An anti-malaria drug made from a local plant, a 25-minute test for malaria, an organic low-cost fertiliser, software to determine which ARV drugs will be most effective, imaging technology to dramatically improve breast cancer detection and solar-powered water heating are among the 10 finalists named for the 2016 Innovation Prize for Africa (IPA).

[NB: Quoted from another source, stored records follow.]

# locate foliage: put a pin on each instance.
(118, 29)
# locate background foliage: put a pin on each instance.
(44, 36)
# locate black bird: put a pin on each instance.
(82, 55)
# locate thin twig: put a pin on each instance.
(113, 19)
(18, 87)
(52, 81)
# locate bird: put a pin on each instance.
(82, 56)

Launched in 2011, the IPA is an initiative of the African Innovation Foundation (AIF) and has a total prize of $150,000. “It’s purpose is to strengthen African innovation ecosystems and spur the growth of market-driven African solutions to African challenges,” says Pauline Mujawamariya Koelbl, director of the IPA.

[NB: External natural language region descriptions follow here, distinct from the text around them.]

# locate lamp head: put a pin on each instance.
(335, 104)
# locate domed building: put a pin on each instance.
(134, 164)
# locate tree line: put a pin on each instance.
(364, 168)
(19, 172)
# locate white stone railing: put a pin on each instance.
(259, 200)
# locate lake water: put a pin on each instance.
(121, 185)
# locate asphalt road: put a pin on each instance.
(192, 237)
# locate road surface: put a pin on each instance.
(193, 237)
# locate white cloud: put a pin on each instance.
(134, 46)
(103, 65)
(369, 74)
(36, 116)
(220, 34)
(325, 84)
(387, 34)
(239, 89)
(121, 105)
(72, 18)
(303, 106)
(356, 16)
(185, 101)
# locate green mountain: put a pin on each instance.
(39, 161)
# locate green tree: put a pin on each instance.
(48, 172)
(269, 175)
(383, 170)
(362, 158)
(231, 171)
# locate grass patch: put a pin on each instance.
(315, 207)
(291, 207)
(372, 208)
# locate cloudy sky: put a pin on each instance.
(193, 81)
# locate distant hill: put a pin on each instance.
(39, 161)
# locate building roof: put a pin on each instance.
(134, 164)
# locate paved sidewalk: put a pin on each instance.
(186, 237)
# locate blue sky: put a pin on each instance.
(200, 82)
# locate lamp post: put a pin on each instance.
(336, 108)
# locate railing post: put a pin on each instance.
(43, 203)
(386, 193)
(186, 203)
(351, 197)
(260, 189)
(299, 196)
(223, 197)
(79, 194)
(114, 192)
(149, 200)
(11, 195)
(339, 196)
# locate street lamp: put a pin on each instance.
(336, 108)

“The IPA is significant because it provides a unique platform to identify, reward and mobilise support for African innovators in order to unlock their potential. Through IPA, innovators receive not only validation of their innovations, but also exposure needed to attract more investments and other support from innovation enablers needed to unleash their innovations,” she told me. “The powerful examples of Africans solving African problems and the world unveiled by IPA each year serve as a testimony that the African innovation story did not end with the building of the Pyramids.”

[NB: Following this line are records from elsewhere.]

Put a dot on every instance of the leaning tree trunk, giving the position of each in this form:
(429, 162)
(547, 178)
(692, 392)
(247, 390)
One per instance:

She adds: “We are proud to have attracted more than 6,000 innovators from 50 African countries, which is a testimony that Africans are not passively waiting for help, but using what they have around them to solve problems they see every day. In addition, we have also seen how African innovators are also innovating for the whole world.” The 2016 winner will be named at a gala event to celebrate the IPA’s fifth anniversary in Botswana in June.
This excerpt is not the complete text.